We, of course, should have preferred the figures in the Varallo chapels to be all of them as realistic as the artist could make them, provided he chose good types, as a good man may be very well trusted to do. Whenever we get a bit of realism as in the Eve, and Sleeping St. Joseph of Tabachetti, in the Herod, laughing boys, and Caiaphas of D'Enrico, and still more in the Vecchietto, or in the three or four of the figures in the St. Eusebius Chapel at Crea, we accept it with avidity, and we may be sure that the masters who gave us the figures above-named could have given us any number equally realistic if they had been inclined to do so. Tabachetti's instinct was certainly towards realism as far as he dared, but even he is not in most cases realistic--not, I mean, in the sense of making his personages actual life-like portraits. That he was not more so than he is is probably due to some of the considerations on which I have above imperfectly dwelt, and to others that have escaped myself, but were patent enough to him.
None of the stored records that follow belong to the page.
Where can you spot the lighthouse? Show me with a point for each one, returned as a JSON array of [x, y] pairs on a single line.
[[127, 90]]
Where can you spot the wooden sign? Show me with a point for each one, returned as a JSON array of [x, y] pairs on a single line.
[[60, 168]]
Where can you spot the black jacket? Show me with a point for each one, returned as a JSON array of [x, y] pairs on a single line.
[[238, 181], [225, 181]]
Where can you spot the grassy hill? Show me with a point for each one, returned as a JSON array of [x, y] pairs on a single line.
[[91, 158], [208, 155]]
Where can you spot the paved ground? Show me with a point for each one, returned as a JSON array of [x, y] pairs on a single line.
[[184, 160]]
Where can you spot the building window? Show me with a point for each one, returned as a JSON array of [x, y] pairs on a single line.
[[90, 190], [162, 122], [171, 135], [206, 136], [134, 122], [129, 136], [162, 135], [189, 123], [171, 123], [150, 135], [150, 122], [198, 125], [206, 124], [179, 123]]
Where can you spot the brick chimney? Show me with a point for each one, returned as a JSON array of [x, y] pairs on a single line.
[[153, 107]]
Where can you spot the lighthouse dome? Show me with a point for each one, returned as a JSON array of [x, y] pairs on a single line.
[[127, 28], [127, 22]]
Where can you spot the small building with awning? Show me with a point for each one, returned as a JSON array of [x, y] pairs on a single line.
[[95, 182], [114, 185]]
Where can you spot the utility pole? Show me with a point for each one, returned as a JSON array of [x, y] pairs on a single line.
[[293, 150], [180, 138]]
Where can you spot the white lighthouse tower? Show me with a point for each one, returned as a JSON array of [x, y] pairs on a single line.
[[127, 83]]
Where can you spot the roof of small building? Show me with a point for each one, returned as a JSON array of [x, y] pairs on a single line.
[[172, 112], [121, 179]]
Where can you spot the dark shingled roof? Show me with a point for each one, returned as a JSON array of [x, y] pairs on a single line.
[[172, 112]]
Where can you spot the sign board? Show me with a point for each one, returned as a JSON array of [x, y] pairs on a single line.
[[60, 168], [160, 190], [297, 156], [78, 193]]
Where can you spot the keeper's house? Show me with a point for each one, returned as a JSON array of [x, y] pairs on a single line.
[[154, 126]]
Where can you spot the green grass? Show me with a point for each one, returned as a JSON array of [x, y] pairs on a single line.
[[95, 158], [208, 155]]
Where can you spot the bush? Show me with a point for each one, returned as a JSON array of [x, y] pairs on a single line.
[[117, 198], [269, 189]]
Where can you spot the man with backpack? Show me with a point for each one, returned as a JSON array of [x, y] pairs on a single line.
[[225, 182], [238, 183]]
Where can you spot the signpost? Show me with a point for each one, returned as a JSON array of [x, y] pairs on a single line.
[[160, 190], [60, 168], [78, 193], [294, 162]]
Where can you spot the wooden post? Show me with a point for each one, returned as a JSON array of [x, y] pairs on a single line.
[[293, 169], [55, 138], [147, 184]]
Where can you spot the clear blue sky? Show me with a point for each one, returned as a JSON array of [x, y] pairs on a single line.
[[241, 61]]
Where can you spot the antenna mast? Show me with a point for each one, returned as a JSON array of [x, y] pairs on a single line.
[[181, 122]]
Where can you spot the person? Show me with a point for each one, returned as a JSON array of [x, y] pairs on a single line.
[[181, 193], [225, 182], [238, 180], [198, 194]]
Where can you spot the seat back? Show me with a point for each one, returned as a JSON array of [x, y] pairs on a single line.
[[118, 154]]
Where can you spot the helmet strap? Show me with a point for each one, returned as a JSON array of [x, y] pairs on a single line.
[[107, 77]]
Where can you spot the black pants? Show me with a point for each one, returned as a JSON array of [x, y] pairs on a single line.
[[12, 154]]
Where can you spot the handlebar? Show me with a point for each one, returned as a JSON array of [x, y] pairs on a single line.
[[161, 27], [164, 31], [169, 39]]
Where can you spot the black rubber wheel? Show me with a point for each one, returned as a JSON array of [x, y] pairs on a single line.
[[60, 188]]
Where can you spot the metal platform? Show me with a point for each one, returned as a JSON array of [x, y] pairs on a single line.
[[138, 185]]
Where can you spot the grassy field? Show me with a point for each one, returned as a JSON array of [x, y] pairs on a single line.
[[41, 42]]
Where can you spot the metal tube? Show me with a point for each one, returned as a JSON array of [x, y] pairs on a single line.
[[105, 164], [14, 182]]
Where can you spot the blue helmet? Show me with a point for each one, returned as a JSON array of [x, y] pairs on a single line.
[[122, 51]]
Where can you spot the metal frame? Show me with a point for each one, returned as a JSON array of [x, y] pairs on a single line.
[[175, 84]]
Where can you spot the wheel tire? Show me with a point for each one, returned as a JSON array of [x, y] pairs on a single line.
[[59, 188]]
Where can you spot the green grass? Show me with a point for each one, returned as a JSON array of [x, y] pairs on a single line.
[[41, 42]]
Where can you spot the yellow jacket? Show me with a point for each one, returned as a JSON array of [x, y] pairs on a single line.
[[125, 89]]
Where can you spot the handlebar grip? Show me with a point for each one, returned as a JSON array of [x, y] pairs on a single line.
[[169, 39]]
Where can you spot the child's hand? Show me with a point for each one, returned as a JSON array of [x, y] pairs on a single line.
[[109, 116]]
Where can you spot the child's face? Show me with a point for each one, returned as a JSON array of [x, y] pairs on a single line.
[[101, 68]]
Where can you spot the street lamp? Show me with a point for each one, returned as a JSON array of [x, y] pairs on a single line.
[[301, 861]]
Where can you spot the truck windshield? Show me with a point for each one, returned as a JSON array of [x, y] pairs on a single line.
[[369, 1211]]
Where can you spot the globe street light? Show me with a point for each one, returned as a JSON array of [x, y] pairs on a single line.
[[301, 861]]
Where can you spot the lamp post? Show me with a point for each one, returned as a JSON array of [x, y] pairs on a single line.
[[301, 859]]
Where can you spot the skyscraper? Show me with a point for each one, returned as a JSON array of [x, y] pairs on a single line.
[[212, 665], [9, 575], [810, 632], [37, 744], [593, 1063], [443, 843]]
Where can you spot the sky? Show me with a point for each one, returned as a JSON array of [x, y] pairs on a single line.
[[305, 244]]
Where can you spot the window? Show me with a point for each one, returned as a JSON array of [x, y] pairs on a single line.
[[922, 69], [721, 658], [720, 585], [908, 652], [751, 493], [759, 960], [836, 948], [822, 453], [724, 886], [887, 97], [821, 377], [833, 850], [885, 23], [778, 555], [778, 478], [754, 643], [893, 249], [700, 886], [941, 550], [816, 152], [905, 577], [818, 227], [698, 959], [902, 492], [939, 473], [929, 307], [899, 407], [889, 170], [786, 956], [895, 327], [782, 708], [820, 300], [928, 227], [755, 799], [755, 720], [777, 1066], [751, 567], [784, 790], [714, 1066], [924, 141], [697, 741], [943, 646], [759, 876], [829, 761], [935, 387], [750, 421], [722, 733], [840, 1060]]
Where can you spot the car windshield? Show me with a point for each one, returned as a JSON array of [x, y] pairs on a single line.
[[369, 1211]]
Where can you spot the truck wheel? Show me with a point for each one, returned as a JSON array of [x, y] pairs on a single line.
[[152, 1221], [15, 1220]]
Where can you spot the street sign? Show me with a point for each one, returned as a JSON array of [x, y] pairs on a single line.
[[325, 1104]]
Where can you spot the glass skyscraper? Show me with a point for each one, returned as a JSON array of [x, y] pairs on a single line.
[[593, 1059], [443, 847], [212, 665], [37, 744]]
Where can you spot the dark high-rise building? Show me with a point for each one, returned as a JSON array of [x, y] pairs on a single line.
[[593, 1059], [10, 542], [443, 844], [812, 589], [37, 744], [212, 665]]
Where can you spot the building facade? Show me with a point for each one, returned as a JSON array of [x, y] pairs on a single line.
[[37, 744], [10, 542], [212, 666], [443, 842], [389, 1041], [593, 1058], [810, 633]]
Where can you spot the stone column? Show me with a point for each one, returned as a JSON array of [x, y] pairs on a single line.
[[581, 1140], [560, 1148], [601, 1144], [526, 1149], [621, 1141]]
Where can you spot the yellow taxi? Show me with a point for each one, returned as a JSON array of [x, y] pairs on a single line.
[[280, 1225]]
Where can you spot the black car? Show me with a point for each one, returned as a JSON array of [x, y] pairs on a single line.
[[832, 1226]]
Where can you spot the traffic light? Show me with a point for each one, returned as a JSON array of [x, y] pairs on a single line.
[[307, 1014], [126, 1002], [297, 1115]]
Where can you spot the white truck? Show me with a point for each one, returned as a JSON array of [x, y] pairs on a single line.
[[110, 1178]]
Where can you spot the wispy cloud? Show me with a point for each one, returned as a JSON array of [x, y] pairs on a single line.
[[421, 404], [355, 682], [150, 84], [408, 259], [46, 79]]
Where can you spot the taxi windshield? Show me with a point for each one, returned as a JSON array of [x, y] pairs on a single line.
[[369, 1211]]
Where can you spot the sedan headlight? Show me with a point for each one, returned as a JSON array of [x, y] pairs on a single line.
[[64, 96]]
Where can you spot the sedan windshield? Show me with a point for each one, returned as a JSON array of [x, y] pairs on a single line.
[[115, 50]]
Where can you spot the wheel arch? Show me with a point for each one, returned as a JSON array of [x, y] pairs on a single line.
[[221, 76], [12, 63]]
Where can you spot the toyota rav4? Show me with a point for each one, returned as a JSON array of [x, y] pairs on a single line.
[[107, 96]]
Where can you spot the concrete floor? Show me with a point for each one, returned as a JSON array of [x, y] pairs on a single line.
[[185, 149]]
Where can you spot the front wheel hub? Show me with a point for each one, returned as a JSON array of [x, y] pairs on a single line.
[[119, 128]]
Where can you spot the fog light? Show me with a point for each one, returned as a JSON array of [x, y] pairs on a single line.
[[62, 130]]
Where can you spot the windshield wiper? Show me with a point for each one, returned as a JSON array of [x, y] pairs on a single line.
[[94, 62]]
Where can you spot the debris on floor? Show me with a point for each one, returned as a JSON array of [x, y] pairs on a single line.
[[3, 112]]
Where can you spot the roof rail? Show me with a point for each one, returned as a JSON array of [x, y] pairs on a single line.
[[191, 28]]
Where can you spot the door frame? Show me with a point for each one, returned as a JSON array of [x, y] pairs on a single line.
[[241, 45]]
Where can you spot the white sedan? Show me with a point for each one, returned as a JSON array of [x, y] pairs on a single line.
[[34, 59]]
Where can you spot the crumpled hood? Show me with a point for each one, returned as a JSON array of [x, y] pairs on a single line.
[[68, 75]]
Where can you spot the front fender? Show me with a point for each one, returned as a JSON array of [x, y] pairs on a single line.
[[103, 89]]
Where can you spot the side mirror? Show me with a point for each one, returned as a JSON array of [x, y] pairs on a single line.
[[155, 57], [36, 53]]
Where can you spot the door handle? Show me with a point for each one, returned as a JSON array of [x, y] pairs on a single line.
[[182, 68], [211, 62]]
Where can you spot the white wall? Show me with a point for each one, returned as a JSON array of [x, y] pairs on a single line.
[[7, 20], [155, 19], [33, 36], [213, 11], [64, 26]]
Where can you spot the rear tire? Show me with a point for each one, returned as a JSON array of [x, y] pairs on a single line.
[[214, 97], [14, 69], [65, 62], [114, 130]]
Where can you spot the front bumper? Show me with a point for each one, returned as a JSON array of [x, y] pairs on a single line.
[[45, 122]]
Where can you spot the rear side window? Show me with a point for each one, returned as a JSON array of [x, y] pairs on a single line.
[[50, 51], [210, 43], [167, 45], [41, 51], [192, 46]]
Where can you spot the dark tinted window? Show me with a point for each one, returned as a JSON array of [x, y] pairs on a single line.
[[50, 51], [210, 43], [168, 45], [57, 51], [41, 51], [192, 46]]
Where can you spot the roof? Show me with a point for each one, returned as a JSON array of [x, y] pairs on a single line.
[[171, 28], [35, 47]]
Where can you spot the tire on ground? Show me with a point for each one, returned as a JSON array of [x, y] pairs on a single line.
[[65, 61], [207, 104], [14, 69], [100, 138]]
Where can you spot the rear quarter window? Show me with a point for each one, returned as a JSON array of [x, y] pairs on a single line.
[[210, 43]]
One other practical consideration would make against realism in such works as those at Varallo, I mean the fact that if the figures were to be portraits of the Varallo celebrities of the time, the whole place would have been set by the ears in the competition as to who was to be represented and with what precedence. It was only by passing a kind of self-denying ordinance and forbidding portraiture at all that the work could be carried out. Here and there, as in the case of Tabachetti's portrait of the Countess Solomoni of Serravalle in his Journey to Calvary, or as in that of the Vecchietto (in each case a supposed benefactress and benefactor) an exception was made; in most others it seems to have been understood that whatever else the figures were to be, they must not be portraits.